The poet begins by evoking the image of birds singing in the springtime, before declaring that he is love. In the refrain he tells us that he is fortunate: his love has been withdrawn from all other women and lighted on Alison. He describes her beauty and says that he will die unless she accepts him. He is sleepless and pale with longing for her; no-one can describe her goodness, for she is the most beautiful of all women. He is worn out with worry that someone else will take her. "It’s better to feel pain awhile than grieve forevermore. Most kind under skirt, listen to my song!" Excerpt from the poem can be seen below:

== Composition and transmission ==

"Alysoun" is an anonymous poem, thought to have been composed in the late 13th or early 14th century. It has reached us as one of the Harley Lyrics, a collection of Middle English lyric poems preserved, among much other material, in British Library Harley MS 2253. The Harley Lyrics were collected and copied into the manuscript between about 1331 and 1341 by a writer known only as the Ludlow scribe, a professional legal scribe who worked in Ludlow, Shropshire between 1314 and 1349. The manuscript was later owned by the 17th-century antiquary John Battely, from whose heirs it was purchased in 1723 by Robert Harley, 1st Earl of Oxford and Mortimer. Harley's collection of books and manuscripts remained in his family for some years, then passed in the mid-18th century to the British Museum. The reading public was first made aware of "Alysoun" in 1774, when Thomas Warton included an extract from it in the first volume of The History of English Poetry (1774). It was published in full by Joseph Ritson in his Ancient Songs (1790, recte 1792), and then in George Ellis's Specimens of the Early English Poets (2nd edition, 1801).

== Analysis ==

This poem is written with an apparently artless spontaneity and lack of sophistication which, it has been argued, conceals "a complex and sure art". It may actually be the lyric of a song, but this cannot be proved since no music for it survives; at any rate, with the poem's rhythmic and melodic qualities it is eminently singable. The poem's images are those of the ordinary speech of the people, and its language is very largely of Anglo-Saxon rather than Romance derivation, though the words baundoun and bounte stand out as exceptions. It is a reverdie, a poem of springtime, redolent of the first breaking of spring "between March and April", albeit the poet, who was working with the Julian calendar, was actually writing about a time closer to mid-April in our Gregorian calendar. Though it is possible to classify this as a courtly poem, and the poet to be in an attitude of courtly love with an idealized figure, Alysoun has also be seen as "a bodily presence, not an abstract ideal". The extremes of joy and sorrow produced in the poet by his love for this young lady are presented in close juxtaposition, or dialogue, making their relationship a more interesting and dynamic one than is usual in Middle English lyrics. Alysoun's name has been related to the Old French word alis, “smooth, delicate, soft, slim (of waist)”, and the Middle English word lisse, “comfort, ease, joy, delight”, suggesting to the reader ideas of beauty and pleasure.

== Versification ==

The poem consists of four stanzas, each comprising eight lines, and each being followed by the refrain. The rhyme scheme is demanding, being ABABBBBC in the stanza and DDDC in the refrain, with C remaining the same throughout the poem. The meter demands three stresses in the final line of each stanza and of the refrain, but the poet does not succeed in keeping to this pattern in the first and fourth stanzas. There is also much alliteration.

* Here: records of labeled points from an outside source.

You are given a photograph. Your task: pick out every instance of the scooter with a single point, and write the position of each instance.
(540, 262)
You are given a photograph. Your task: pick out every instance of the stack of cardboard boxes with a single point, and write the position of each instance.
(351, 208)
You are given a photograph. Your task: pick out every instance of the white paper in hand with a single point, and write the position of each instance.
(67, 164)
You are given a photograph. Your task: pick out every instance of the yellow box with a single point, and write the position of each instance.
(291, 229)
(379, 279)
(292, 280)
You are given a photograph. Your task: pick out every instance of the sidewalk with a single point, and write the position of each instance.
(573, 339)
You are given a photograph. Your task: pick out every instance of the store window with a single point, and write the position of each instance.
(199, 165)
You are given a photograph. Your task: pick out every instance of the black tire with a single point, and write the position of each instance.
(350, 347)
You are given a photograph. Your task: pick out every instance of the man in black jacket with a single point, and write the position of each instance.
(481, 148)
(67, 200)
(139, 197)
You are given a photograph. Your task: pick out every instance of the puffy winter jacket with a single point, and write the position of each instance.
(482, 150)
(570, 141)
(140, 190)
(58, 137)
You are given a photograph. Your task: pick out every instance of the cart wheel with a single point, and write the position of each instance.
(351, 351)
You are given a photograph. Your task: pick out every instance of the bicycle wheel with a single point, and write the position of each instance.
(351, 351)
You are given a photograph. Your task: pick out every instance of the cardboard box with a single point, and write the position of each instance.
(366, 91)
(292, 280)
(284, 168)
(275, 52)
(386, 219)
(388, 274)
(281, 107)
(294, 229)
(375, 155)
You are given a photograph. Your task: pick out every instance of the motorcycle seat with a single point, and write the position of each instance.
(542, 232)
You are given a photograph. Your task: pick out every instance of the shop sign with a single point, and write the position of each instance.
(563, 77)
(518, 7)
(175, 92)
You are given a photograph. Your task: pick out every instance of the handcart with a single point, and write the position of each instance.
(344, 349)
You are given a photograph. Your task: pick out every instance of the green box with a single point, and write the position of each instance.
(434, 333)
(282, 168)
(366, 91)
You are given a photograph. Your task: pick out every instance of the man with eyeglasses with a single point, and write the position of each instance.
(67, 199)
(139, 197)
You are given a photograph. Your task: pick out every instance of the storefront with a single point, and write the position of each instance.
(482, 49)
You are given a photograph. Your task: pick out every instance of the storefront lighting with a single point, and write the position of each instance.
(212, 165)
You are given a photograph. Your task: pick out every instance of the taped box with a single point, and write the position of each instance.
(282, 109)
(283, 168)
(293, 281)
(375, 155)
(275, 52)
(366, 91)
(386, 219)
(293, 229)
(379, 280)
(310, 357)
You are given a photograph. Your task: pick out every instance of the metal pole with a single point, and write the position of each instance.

== Sources and analogues ==

"Alysoun", it has been claimed, draws on a tradition of earlier songs and dances which celebrate the coming of spring. The images of springtime, the singing of birds, the ardent lover's thoughts of his beloved, the list of her bodily charms, the poet's pleas for mercy, his declaration that he is in thrall to her, will die without her, cannot sleep for love of her, yet knows that he is blessed by heaven – all this appears in countless other lyrics of the time, written in French, Occitan, and Italian. The actual phrases used have parallels in other Middle English lyrics.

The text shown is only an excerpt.